Étant montés dans une barque, ils traversaient la mer pour se rendre à Capernaüm.
Il faisait déjà nuit, et Jésus ne les avait pas encore rejoints.
Il soufflait un grand vent, et la mer était agitée.
Après avoir ramé environ vingt-cinq ou trente stades, ils virent Jésus marchant sur la mer et s'approchant de la barque. Et ils eurent peur.
Mais Jésus leur dit :
- C'est moi ; n'ayez pas peur !
Ils voulaient donc le prendre dans la barque, et aussitôt la barque aborda au lieu où ils allaient. Jean 6.17

 

.

 

26 septembre 2004
Avant que la tempête soit calmée
- dans ce récit d'ailleurs, on ne dit pas que la tempête a été calmée - avant que Dieu ait fait quoi que ce soit, la seule parole de Jésus

« C'est moi, n'ayez pas peur »

change tout, change le visage des disciples dans la barque. Jésus révèle la Présence réelle de Dieu qui fait que dans l'obscurité, dans une barque ballottée par un grand vent, on peut, ne plus avoir peur.
Si on demandait à chacun d'entre nous quelle est sa définition de la présence de Dieu, du Royaume de Dieu, de la foi, nous aurions sans doute autant de réponses que de personnes. En voici une : la foi chrétienne c'est lorsque notre visage change et s'apaise.

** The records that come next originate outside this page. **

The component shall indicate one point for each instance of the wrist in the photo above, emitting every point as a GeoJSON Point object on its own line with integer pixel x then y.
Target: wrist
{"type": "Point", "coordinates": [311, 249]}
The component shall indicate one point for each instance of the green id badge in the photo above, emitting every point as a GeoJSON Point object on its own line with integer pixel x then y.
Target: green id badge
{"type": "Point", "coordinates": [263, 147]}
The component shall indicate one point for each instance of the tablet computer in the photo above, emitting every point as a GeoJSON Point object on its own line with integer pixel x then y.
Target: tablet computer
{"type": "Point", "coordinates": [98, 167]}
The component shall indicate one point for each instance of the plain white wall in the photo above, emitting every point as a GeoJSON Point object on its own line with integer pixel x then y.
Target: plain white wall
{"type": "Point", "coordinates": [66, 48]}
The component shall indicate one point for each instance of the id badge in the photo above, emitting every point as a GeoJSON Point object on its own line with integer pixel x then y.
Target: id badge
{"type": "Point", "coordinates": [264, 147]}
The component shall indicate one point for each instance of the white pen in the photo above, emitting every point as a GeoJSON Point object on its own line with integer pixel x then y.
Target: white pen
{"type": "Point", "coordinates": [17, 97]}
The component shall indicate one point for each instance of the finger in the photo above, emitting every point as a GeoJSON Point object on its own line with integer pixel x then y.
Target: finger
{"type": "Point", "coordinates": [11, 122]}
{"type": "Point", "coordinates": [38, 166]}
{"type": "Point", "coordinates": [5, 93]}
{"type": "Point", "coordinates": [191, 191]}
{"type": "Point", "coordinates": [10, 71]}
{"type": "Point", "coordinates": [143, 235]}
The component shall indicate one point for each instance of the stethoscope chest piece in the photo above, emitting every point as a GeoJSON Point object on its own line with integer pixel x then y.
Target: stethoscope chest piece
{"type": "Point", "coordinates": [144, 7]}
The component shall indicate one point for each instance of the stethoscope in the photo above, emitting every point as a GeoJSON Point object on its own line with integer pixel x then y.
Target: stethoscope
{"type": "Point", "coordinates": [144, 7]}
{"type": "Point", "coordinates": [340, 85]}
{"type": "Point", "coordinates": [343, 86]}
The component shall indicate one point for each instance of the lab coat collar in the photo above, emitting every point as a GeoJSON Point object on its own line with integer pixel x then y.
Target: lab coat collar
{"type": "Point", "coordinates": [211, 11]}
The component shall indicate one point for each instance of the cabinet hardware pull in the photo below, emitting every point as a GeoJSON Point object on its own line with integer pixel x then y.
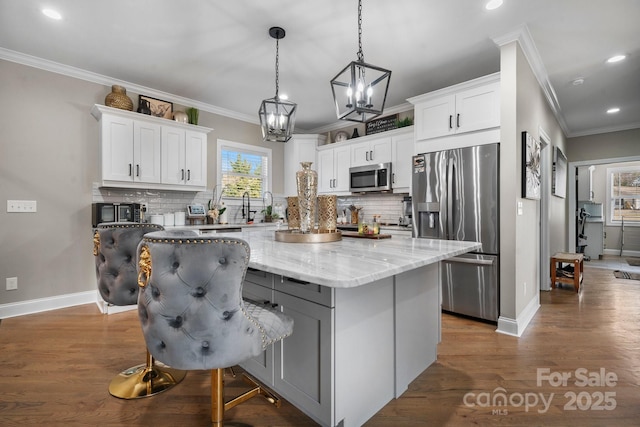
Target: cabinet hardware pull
{"type": "Point", "coordinates": [301, 282]}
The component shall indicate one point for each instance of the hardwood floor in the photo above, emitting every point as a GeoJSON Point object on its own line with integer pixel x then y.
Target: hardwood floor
{"type": "Point", "coordinates": [55, 368]}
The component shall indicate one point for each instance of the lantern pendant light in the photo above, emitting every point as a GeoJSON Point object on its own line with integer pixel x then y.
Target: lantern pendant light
{"type": "Point", "coordinates": [277, 116]}
{"type": "Point", "coordinates": [360, 89]}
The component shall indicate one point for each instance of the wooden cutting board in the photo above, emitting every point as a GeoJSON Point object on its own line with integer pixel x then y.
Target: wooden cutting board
{"type": "Point", "coordinates": [365, 236]}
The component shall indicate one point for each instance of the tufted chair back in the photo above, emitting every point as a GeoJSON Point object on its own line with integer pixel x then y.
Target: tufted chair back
{"type": "Point", "coordinates": [114, 247]}
{"type": "Point", "coordinates": [190, 302]}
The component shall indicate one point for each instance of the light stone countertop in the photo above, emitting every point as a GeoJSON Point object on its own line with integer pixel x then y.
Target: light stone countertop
{"type": "Point", "coordinates": [347, 263]}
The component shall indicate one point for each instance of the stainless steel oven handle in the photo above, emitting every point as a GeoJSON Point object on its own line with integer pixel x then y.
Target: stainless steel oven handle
{"type": "Point", "coordinates": [470, 261]}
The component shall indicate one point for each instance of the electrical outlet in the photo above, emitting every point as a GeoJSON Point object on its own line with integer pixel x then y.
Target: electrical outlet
{"type": "Point", "coordinates": [22, 206]}
{"type": "Point", "coordinates": [12, 283]}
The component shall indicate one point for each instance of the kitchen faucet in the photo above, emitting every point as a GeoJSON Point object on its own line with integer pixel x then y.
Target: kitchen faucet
{"type": "Point", "coordinates": [248, 211]}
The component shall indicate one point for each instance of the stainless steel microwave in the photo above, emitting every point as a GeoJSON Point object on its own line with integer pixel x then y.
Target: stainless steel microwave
{"type": "Point", "coordinates": [114, 212]}
{"type": "Point", "coordinates": [374, 177]}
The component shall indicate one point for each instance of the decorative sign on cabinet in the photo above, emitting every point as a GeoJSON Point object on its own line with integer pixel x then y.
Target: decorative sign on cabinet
{"type": "Point", "coordinates": [140, 151]}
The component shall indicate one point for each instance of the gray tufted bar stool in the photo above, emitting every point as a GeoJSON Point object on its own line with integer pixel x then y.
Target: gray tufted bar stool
{"type": "Point", "coordinates": [192, 313]}
{"type": "Point", "coordinates": [115, 249]}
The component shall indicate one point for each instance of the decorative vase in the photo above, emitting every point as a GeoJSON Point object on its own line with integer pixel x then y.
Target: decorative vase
{"type": "Point", "coordinates": [293, 213]}
{"type": "Point", "coordinates": [327, 213]}
{"type": "Point", "coordinates": [118, 99]}
{"type": "Point", "coordinates": [307, 183]}
{"type": "Point", "coordinates": [144, 107]}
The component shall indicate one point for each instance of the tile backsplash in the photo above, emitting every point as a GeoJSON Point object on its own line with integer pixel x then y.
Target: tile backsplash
{"type": "Point", "coordinates": [388, 206]}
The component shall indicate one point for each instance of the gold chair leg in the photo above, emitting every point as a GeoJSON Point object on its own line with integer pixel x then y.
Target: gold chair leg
{"type": "Point", "coordinates": [145, 380]}
{"type": "Point", "coordinates": [219, 406]}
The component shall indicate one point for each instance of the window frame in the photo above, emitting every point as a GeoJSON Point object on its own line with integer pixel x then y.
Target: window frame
{"type": "Point", "coordinates": [610, 199]}
{"type": "Point", "coordinates": [249, 149]}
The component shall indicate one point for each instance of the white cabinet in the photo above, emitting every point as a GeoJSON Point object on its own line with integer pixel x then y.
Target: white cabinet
{"type": "Point", "coordinates": [130, 150]}
{"type": "Point", "coordinates": [467, 107]}
{"type": "Point", "coordinates": [594, 232]}
{"type": "Point", "coordinates": [139, 151]}
{"type": "Point", "coordinates": [184, 157]}
{"type": "Point", "coordinates": [333, 169]}
{"type": "Point", "coordinates": [377, 150]}
{"type": "Point", "coordinates": [301, 148]}
{"type": "Point", "coordinates": [585, 183]}
{"type": "Point", "coordinates": [402, 147]}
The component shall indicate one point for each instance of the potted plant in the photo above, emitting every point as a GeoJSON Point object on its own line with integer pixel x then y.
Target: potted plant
{"type": "Point", "coordinates": [269, 214]}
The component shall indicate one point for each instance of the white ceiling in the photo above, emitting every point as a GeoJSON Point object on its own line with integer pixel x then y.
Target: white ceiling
{"type": "Point", "coordinates": [219, 53]}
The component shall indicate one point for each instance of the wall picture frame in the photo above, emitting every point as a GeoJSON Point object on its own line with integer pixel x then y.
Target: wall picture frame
{"type": "Point", "coordinates": [159, 108]}
{"type": "Point", "coordinates": [559, 173]}
{"type": "Point", "coordinates": [530, 167]}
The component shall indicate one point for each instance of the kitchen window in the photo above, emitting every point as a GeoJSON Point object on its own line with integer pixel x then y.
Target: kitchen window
{"type": "Point", "coordinates": [243, 167]}
{"type": "Point", "coordinates": [623, 197]}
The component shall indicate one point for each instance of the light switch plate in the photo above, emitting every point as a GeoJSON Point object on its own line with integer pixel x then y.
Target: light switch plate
{"type": "Point", "coordinates": [22, 206]}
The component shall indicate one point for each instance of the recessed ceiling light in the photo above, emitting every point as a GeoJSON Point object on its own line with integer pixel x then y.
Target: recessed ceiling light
{"type": "Point", "coordinates": [493, 4]}
{"type": "Point", "coordinates": [616, 58]}
{"type": "Point", "coordinates": [53, 14]}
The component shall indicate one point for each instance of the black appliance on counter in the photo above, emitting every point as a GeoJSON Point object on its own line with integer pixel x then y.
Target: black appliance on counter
{"type": "Point", "coordinates": [456, 197]}
{"type": "Point", "coordinates": [115, 212]}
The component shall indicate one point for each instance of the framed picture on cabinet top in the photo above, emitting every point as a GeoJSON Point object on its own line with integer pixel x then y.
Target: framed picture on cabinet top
{"type": "Point", "coordinates": [559, 173]}
{"type": "Point", "coordinates": [530, 167]}
{"type": "Point", "coordinates": [158, 107]}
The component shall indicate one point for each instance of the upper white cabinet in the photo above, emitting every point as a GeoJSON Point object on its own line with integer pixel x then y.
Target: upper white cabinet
{"type": "Point", "coordinates": [376, 150]}
{"type": "Point", "coordinates": [467, 107]}
{"type": "Point", "coordinates": [301, 148]}
{"type": "Point", "coordinates": [184, 157]}
{"type": "Point", "coordinates": [139, 151]}
{"type": "Point", "coordinates": [333, 169]}
{"type": "Point", "coordinates": [130, 151]}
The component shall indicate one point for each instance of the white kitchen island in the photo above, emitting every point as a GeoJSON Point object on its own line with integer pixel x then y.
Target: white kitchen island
{"type": "Point", "coordinates": [366, 319]}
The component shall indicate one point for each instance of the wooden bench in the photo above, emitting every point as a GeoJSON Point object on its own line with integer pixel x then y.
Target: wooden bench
{"type": "Point", "coordinates": [557, 262]}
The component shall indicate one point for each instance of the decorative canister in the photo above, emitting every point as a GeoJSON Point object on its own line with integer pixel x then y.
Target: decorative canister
{"type": "Point", "coordinates": [307, 182]}
{"type": "Point", "coordinates": [293, 213]}
{"type": "Point", "coordinates": [118, 99]}
{"type": "Point", "coordinates": [327, 213]}
{"type": "Point", "coordinates": [181, 117]}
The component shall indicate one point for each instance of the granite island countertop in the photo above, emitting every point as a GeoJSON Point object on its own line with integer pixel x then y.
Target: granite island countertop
{"type": "Point", "coordinates": [346, 263]}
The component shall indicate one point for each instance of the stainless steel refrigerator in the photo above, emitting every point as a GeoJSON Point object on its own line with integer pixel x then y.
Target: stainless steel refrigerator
{"type": "Point", "coordinates": [455, 196]}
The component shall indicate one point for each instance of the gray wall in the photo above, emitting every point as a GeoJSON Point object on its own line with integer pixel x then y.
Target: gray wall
{"type": "Point", "coordinates": [523, 108]}
{"type": "Point", "coordinates": [49, 153]}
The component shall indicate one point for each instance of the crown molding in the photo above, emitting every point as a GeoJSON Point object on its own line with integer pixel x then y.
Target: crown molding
{"type": "Point", "coordinates": [78, 73]}
{"type": "Point", "coordinates": [524, 39]}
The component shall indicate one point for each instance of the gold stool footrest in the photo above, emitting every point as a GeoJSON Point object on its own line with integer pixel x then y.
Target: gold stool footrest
{"type": "Point", "coordinates": [144, 381]}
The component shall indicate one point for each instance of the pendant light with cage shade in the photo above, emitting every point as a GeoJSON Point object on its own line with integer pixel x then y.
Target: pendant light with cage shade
{"type": "Point", "coordinates": [277, 115]}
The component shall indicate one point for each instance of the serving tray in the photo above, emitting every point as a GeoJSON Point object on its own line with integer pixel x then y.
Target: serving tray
{"type": "Point", "coordinates": [365, 236]}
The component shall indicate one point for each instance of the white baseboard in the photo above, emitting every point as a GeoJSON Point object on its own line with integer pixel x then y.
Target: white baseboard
{"type": "Point", "coordinates": [46, 304]}
{"type": "Point", "coordinates": [516, 327]}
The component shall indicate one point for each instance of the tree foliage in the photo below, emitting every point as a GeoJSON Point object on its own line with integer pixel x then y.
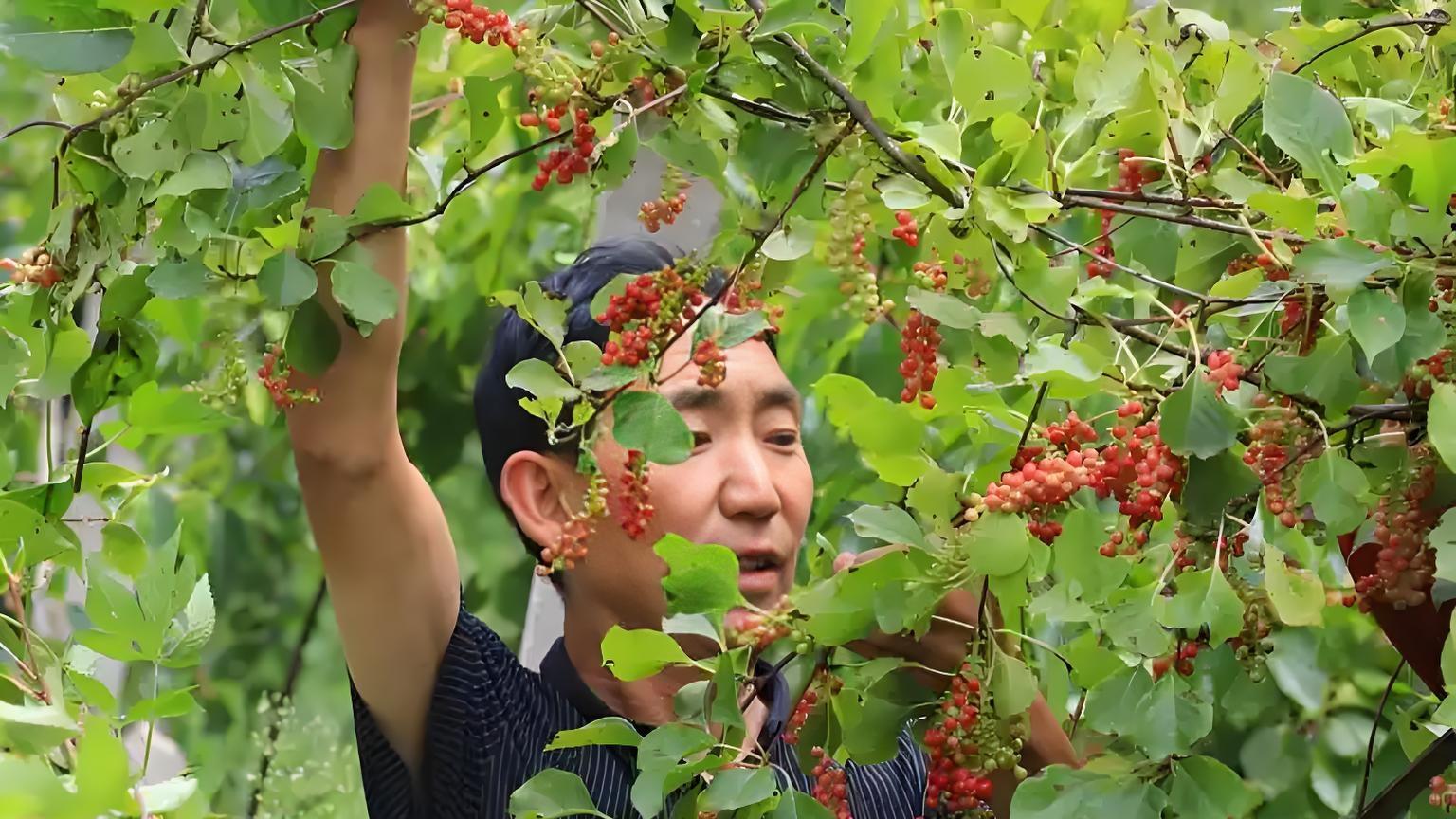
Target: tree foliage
{"type": "Point", "coordinates": [1136, 319]}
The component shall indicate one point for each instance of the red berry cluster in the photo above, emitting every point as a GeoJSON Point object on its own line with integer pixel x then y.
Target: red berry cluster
{"type": "Point", "coordinates": [565, 162]}
{"type": "Point", "coordinates": [276, 376]}
{"type": "Point", "coordinates": [1271, 441]}
{"type": "Point", "coordinates": [480, 24]}
{"type": "Point", "coordinates": [1224, 372]}
{"type": "Point", "coordinates": [1404, 567]}
{"type": "Point", "coordinates": [830, 784]}
{"type": "Point", "coordinates": [35, 265]}
{"type": "Point", "coordinates": [906, 228]}
{"type": "Point", "coordinates": [667, 208]}
{"type": "Point", "coordinates": [956, 780]}
{"type": "Point", "coordinates": [712, 365]}
{"type": "Point", "coordinates": [633, 507]}
{"type": "Point", "coordinates": [1138, 469]}
{"type": "Point", "coordinates": [1420, 381]}
{"type": "Point", "coordinates": [1181, 661]}
{"type": "Point", "coordinates": [649, 306]}
{"type": "Point", "coordinates": [1445, 292]}
{"type": "Point", "coordinates": [1442, 793]}
{"type": "Point", "coordinates": [919, 341]}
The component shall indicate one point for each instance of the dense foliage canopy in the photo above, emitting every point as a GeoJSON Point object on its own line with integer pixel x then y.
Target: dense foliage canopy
{"type": "Point", "coordinates": [1138, 319]}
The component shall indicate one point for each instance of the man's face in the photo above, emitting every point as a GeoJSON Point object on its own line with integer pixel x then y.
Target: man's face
{"type": "Point", "coordinates": [746, 485]}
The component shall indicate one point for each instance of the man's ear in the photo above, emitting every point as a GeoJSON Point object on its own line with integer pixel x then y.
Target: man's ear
{"type": "Point", "coordinates": [537, 487]}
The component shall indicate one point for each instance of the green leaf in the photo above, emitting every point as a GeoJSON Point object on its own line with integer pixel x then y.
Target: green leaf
{"type": "Point", "coordinates": [888, 523]}
{"type": "Point", "coordinates": [737, 787]}
{"type": "Point", "coordinates": [996, 544]}
{"type": "Point", "coordinates": [154, 149]}
{"type": "Point", "coordinates": [551, 794]}
{"type": "Point", "coordinates": [1376, 320]}
{"type": "Point", "coordinates": [314, 339]}
{"type": "Point", "coordinates": [287, 282]}
{"type": "Point", "coordinates": [185, 279]}
{"type": "Point", "coordinates": [640, 651]}
{"type": "Point", "coordinates": [1336, 488]}
{"type": "Point", "coordinates": [1205, 598]}
{"type": "Point", "coordinates": [608, 730]}
{"type": "Point", "coordinates": [1298, 595]}
{"type": "Point", "coordinates": [366, 296]}
{"type": "Point", "coordinates": [651, 425]}
{"type": "Point", "coordinates": [991, 81]}
{"type": "Point", "coordinates": [1440, 423]}
{"type": "Point", "coordinates": [701, 577]}
{"type": "Point", "coordinates": [1195, 422]}
{"type": "Point", "coordinates": [64, 51]}
{"type": "Point", "coordinates": [1339, 264]}
{"type": "Point", "coordinates": [1309, 124]}
{"type": "Point", "coordinates": [540, 379]}
{"type": "Point", "coordinates": [1206, 789]}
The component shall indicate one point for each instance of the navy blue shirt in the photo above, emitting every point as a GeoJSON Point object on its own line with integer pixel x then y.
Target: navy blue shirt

Rappelez-vous l'histoire d'Anne, la mère de Samuel, qui était tourmentée par sa rivale, Pennina, l'autre femme de son mari, qui la persécutait parce qu'elle n'avait pas d'enfants (1 Samuel 1). Anne qui va au temple de Jérusalem et dit

« je répands mon âme devant l'Éternel ».

Le récit ne nous dit pas qu'elle obtient tout de suite un enfant, mais qu'après avoir prié, « son visage ne fut plus le même ». Quelques pages plus loin, on nous apprend que le petit Samuel est effectivement né ensuite. Mais c'est tout de suite que le visage d'Anne n'est plus le même.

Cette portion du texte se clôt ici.